Studio Mir, the KOSDAQ-listed Korean animation studio, is producing Netflix’s “Devil May Cry” anime as lead production company — involved from the scripting stage rather than brought on purely for animation work — adapting Capcom’s long-running action game franchise into an eight-episode series. Within days of its release, the show climbed to No. 2 on Netflix’s global TV show rankings, the only animated title in the global Top 5 at the time and a rare instance of a Korean-made anime charting that high internationally, according to industry reporting on its release-week performance.
Netflix confirmed a second season on April 11, 2025, with Studio Mir framing the renewal explicitly around sustaining the show’s international momentum rather than treating Season 1 as a self-contained hit. The studio has continued building out its Netflix relationship since: it has also been developing a new original concept, “Cozy,” alongside its work on licensed IP like “Devil May Cry,” suggesting the studio is using game-adaptation success as leverage to get original Korean-developed concepts in front of the same global platform.

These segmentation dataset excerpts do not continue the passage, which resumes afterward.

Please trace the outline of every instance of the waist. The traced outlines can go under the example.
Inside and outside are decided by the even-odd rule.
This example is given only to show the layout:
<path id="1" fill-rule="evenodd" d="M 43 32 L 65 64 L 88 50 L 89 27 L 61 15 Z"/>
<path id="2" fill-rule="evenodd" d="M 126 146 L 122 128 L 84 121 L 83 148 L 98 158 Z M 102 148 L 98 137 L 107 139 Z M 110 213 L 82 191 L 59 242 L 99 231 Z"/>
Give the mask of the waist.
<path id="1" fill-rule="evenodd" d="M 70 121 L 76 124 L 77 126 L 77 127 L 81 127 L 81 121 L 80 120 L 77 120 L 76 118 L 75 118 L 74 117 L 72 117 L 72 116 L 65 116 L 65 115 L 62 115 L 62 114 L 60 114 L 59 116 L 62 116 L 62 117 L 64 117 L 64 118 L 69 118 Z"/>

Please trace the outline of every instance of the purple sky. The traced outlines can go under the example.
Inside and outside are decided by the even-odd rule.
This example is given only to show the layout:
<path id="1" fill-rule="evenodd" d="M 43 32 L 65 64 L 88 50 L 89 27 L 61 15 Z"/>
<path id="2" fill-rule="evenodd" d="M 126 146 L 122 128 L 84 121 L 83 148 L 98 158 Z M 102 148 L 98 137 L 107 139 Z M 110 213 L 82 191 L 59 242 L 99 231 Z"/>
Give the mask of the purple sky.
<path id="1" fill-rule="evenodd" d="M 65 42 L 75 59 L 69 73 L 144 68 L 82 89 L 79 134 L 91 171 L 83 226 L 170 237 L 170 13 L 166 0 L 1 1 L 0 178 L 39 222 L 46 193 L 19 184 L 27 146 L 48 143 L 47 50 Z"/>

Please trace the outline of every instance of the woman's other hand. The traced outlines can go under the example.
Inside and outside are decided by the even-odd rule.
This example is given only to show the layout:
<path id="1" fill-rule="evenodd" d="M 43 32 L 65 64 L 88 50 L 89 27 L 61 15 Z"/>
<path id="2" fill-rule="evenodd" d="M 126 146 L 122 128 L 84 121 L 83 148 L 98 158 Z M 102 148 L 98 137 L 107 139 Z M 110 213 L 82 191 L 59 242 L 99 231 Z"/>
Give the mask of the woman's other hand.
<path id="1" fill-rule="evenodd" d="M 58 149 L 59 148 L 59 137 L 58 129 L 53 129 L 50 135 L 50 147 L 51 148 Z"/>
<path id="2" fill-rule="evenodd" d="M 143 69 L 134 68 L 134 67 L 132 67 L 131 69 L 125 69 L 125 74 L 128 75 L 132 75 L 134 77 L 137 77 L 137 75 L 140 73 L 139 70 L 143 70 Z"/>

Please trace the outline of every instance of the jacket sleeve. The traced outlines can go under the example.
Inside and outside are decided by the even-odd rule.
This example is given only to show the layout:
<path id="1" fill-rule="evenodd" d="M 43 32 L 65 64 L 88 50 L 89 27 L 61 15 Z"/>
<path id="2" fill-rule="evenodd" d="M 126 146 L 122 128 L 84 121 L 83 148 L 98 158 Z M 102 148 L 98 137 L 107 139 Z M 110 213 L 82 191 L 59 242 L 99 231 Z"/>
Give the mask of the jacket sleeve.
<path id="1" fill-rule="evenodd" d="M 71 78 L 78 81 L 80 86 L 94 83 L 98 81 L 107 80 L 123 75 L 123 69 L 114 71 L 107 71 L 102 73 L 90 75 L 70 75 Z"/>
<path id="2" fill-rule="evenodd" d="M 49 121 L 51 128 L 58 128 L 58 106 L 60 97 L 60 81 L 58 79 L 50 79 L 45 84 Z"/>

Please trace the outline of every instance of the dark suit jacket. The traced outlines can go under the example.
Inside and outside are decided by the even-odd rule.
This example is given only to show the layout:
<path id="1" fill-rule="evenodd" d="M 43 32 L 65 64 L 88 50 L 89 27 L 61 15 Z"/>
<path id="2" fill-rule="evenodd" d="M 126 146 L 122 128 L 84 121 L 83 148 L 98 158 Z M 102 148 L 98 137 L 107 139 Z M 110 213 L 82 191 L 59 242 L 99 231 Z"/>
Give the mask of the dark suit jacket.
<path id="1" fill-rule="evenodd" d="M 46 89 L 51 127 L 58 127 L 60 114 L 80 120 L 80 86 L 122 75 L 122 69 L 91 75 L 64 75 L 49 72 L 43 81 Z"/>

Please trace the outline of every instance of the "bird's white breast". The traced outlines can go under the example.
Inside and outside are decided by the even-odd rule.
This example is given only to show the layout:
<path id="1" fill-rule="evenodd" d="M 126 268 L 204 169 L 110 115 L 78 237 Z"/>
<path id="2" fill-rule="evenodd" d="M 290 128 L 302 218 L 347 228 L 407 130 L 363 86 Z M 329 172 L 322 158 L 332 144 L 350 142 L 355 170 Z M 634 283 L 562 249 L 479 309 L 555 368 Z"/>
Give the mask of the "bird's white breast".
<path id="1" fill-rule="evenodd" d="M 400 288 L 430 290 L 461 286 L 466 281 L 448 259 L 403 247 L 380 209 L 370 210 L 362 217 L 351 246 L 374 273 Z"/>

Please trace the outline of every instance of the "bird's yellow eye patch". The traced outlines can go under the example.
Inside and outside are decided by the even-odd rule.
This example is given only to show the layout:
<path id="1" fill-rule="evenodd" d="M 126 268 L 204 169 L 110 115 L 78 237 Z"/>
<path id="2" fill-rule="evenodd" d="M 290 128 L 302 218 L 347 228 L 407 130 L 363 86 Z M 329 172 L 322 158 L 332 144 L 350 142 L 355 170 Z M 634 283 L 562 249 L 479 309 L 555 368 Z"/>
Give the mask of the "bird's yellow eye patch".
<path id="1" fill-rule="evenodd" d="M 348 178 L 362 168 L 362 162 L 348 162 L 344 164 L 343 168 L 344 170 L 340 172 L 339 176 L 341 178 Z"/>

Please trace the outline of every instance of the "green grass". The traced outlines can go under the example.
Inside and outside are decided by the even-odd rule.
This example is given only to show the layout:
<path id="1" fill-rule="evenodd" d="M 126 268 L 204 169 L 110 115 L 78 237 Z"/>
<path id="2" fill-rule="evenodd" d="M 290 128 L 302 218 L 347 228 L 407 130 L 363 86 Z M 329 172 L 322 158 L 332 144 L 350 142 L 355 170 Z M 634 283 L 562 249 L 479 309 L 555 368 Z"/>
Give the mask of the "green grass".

The arrangement reflects a deliberate trade Korean animation studios have been making with Netflix industry-wide: the platform typically funds full production costs plus a margin (commonly cited around 10 percent) in exchange for taking all rights to the finished work, a structure Korean studios have broadly accepted because Korea, unlike Japan, never built a large domestic TV-anime market of its own — making Netflix’s upfront funding, even at the cost of IP ownership, the more viable path to reaching a global audience at all.